Music by John Williams (dir. Laurent Bouzereau)

Nobody needs me to sit here and talk about John Williams. We all know who he is and what he has achieved. He is that rare sort of below-the-line film technician that even casual filmgoers recognise not just the work of but his name, too. A symbol of an era of cinema that doesn't really exist anymore. I'm sitting here writing this while listening to his music. He's gone platinum more times than many pop and rock stars. This is all stuff that Music by John Williams knows very well. And knows that we know it very well. And yet spends most of its runtime telling it all to us again. Which, sure, okay, fine. This documentary by Laurent Bouzereau (who's known for his films about movies and moviestars; this past year he has also had Jaws @ 50 and Faye and his best work is probably the Five Came Back miniseries) is squarely aimed at viewers to press play on and half-watch probably while they look up all the movies on Wikipedia and wonder which one they'll watch once the credits rolled and they've done all the chores they've been doing while it played on the telly.
Music by John Williams lingers on those famous scores and less so on the rest. There’s your Jaws and your Star Wars. There’s your Superman and your Schindler’s List. It’s all quite lovely and at times it really does become a film about Williams and Steven Spielberg's working relationship, like lovers who can compete each other’s sentences.—now there may have been a genuinely novel take I hadn't have considered! The two are very cute together, with Steven 'crashing' Bouzereau's interview with Williams in the latter's home. As we see, Williams' career has been blessed and is one of seemingly very little conflict or adversity. Even the one such bump in the road, a "artistic differences" dispute with the Boston Pops, is more or less forgiven and forgotten in less time than one of Williams' themes takes to worm its way into the listener's brain (and that's fast).
There are a lot of cute anecdotes, not many of which we get to really dig into. Which is probably only natural. The film is 105 minutes long and he has more credits than minutes on runtime. There was never going to be much time to devote to something like, oh I don't know, The Towering Inferno or Black Sunday or Images (despite one short reference to it as the temp-track for Jaws, there's not a single Robert Altman story which seems unbelievable). But we’ve heard a lot of the stories about the big stuff already, so it's hard not to wish for something a little bit deeper from time to time on something that has been less discussed through history. There are some moments that hint at something a bit more far-ranging like Williams playing a moment of the score to Sabrina (how lovely, but too brief; is it a personal favourite?), or Thomas Hooten explaining the thrill of hearing his trumpets in the Jurassic Park theme (what do his musical collaborators think?), or the diversions into his jazz-fused symphony works and how he conducts. But there simply aren't enough of them. At times, the film sort of just becomes a clip show of movies with music by John Williams rather than, as it ought to be as the title suggests, really about the music by John Williams.

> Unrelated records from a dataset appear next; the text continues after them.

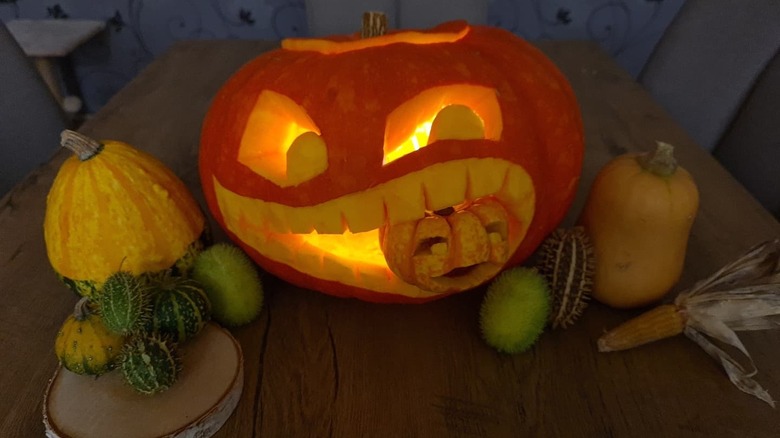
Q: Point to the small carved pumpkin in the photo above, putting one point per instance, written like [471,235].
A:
[401,167]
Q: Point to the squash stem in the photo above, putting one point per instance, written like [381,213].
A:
[81,310]
[374,24]
[661,161]
[83,146]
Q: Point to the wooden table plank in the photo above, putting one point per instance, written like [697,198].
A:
[322,366]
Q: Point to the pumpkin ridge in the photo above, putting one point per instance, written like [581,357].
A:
[143,160]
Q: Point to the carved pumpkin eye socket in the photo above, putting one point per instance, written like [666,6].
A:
[281,142]
[460,112]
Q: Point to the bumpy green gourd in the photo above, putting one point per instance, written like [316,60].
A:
[150,364]
[179,309]
[231,282]
[515,310]
[124,304]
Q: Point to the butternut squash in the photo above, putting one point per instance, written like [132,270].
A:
[639,214]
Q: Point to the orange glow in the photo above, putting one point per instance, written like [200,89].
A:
[328,47]
[408,126]
[274,123]
[353,248]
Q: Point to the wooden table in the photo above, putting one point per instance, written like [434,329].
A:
[322,366]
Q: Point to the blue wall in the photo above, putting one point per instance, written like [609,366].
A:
[139,30]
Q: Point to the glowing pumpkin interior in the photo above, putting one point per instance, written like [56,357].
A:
[394,237]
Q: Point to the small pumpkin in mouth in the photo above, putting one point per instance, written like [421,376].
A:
[401,167]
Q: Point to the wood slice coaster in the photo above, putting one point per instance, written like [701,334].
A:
[197,405]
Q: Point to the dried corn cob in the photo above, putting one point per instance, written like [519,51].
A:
[662,322]
[743,295]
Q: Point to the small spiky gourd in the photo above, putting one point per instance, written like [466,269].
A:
[123,303]
[231,282]
[179,309]
[515,310]
[150,364]
[567,262]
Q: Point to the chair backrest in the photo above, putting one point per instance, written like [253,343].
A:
[708,60]
[717,71]
[750,149]
[30,119]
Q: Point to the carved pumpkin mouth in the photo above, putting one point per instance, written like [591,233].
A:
[342,239]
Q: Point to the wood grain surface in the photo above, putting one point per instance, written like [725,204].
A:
[326,367]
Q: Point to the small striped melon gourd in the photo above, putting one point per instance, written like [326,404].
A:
[180,308]
[113,206]
[84,345]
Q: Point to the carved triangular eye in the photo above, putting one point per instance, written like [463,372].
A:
[458,112]
[281,142]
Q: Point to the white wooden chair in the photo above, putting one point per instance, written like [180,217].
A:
[30,118]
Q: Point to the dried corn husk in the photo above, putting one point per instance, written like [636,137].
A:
[743,295]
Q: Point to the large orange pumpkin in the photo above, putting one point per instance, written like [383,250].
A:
[402,167]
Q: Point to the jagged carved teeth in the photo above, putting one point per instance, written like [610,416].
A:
[452,249]
[304,237]
[400,200]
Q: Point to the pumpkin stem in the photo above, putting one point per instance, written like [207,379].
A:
[80,144]
[81,310]
[661,161]
[374,24]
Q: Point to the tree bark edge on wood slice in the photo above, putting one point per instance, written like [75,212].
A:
[211,382]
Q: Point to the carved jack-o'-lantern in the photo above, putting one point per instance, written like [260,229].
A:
[401,167]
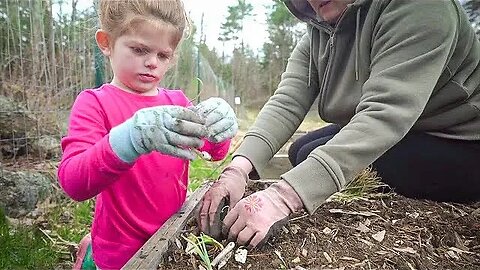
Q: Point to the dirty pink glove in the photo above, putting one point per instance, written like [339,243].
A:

The reasoning for why Chris Martin of Coldplay is a featured talking head is a real stretch. I don't know if we ever learn why Seth McFarlane is there. And I know Kate Capshaw was probably lurking around the set, but her appearance only further gives Bouzereau's film the vibe of just a bunch of people in the same friendship circle all coming together rather than a genuine exploration of John Williams' life and career. Do they only discuss Far and Away because Ron Howard lives around the corner? The film's approach to storytelling causes awkward moments, too, like jumping from Saving Private Ryan to Home Alone, or the very brisk transition from the death of his wife to, well, anything else.
But it does all work as a tribute to Williams and it's no doubt impossible to come away from Music by John Williams without appreciating the masterful talent that he has. And to be thankful that we have been gifted those talents in so many movies that will live forever. Whether Williams himself doesn't want to interrogate his artistic process, or the filmmakers didn't particularly care to is something that lingered with me as the credits role. Whatever the answer actually is, that doesn't really matter. Because while what we have is nice, it just seems like a missed opportunity that we will never get again (Williams is 93, albeit a remarkably spry 93) to get inside the mind, instead of just the archive box, of one of cinema's greatest and most masterful creatives.